Le vieux notaire, d’un ton monotone, énumérait les clauses et conditions, les noms et prénoms «des conjoints;» il hésitait de temps à autre, lorsqu’il trouvait un mot difficile, et même il ânonnait. Il bredouillait toutes les fois qu’il arrivait à ces passages techniques, aussi obligatoires qu’inutiles, qui sont comme le cadre de tous les actes. A la fin de chaque phrase, il élevait la voix et reprenait haleine; il faisait des «tenues» en tournant les feuillets. Les phrases étaient si longues, si longues, qu’il lui fallait s’y reprendre à trois fois, et, entortillées qu’elles étaient, et hérissées de mots barbares, des nids de procès devaient se cacher dans leurs replis.
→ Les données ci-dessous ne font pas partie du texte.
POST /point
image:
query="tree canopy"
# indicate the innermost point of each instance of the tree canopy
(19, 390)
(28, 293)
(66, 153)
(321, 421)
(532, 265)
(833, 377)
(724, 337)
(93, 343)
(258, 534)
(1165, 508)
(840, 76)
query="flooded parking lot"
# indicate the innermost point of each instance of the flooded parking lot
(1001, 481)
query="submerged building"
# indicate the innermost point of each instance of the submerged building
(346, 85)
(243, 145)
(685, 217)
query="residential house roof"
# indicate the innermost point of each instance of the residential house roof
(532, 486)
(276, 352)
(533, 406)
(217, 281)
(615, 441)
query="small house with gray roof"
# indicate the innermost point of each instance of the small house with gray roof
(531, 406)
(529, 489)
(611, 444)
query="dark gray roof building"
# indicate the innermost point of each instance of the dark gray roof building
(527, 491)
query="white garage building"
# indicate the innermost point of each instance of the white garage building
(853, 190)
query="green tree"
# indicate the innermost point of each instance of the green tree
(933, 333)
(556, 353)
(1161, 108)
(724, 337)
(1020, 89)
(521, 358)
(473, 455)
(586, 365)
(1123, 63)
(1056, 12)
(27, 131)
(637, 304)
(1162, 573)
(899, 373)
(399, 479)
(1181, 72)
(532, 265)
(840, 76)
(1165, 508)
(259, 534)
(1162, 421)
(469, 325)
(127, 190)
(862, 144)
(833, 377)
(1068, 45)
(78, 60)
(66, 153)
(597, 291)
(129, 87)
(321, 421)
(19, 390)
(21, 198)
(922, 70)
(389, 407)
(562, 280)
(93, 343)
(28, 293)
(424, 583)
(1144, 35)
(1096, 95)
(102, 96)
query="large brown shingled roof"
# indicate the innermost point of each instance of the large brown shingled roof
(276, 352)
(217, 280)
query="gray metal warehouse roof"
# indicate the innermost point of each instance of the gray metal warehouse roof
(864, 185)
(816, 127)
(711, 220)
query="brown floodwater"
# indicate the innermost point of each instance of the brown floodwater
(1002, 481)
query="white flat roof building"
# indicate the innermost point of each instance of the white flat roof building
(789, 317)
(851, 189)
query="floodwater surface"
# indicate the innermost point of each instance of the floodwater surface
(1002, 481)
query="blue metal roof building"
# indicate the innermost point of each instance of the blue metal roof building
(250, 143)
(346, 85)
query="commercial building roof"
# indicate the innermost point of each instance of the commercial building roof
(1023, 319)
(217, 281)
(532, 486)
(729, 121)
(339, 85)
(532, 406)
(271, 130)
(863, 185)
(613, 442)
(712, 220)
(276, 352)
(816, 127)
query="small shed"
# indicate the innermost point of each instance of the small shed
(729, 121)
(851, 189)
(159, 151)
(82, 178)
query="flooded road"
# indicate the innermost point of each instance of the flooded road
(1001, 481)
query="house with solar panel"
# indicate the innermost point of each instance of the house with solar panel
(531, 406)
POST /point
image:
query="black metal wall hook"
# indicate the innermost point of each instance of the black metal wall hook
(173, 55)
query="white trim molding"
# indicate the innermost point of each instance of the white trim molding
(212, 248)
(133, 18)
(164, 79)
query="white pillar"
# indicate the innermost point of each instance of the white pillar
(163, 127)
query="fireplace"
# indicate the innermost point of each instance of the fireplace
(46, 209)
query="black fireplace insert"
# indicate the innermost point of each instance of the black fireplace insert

Le vieux cousin, de tempérament apoplectique, grommelait entre ses dents. Une pareille lecture, après un de ces dîners qui font un labeur de la digestion, lui paraissait comme un guet-apens. Hector se sentait pris d’un invincible sommeil. Ferdinand s’agitait sur sa chaise comme Guatimozin sur son gril, il n’était pas sur un lit de roses.

Enfin il s’acheva, ce contrat interminable; le notaire lut d’un ton joyeux les dernières phrases, chacun se leva pour signer.

Hector, à demi éveillé, avait fait comme tout le monde.

Debout, il attendait son tour, le notaire avait d’abord «passé la plume aux dames.» Son regard errait insoucieusement autour du salon, se complaisant aux figures satisfaites, lorsque par hasard ses yeux s’arrêtèrent sur la table.

Il vit alors, tenant la plume, une main si mignonne, si délicate, si parfaite, qu’il en eut comme un éblouissement.

Elle avait, cette petite main, une grâce indicible; les doigts étaient longs et fuselés, légèrement infléchis à la première phalange et coquettement retroussés; les ongles étaient roses et étroits, avec des reflets nacrés à la racine; ils se détachaient nettement sur la peau d’une blancheur ferme et vive; elle avait une carnation d’enfant, aux lumières elle semblait transparente, et sous le tissu souple de la peau on suivait les sinuosités bleues des veines, comme si le sang eût coulé à ciel ouvert. Un poignet d’une pureté divine, d’une délicatesse infinie, rattachait cette main au bras blanc, à demi perdu sous la dentelle des manches.

Hector s’émerveillait à ces détails charmants. Par un mouvement instinctif il se rapprocha, écartant les hommes debout devant lui, et qui lui cachaient celle à qui appartenait cette main d’une si magnifique perfection.

– Malheureusement, se disait-il, une femme d’au moins trente-cinq ans peut seule avoir une main pareille.

Il se trompait. C’était la main d’une toute jeune fille, de dix-huit ans à peine, belle comme un rêve, poétique à faire éclore des sonnets dans le cerveau d’un agent de change. Elle avait les cheveux d’un admirable blond, lumineux, avec ces teintes chaudes qui font l’orgueil des belles Vénitiennes. Tordus sans art par le poignet vigoureux d’une rustique camériste, ils étaient retenus par un peigne qui disparaissait entièrement sous les flots dorés; si souples, si abondants, qu’à tout instant on pouvait craindre ou espérer de les voir briser le lien qui les retenait, et s’épandre, comme un manteau d’or, sur des épaules dont on devinait les contours exquis sous une petite guimpe à la vierge, fermée au col par une ruche de dentelles.

– Où donc avais-je les yeux? se demandait Hector. Quoi! je n’avais pas remarqué encore cette rayonnante beauté.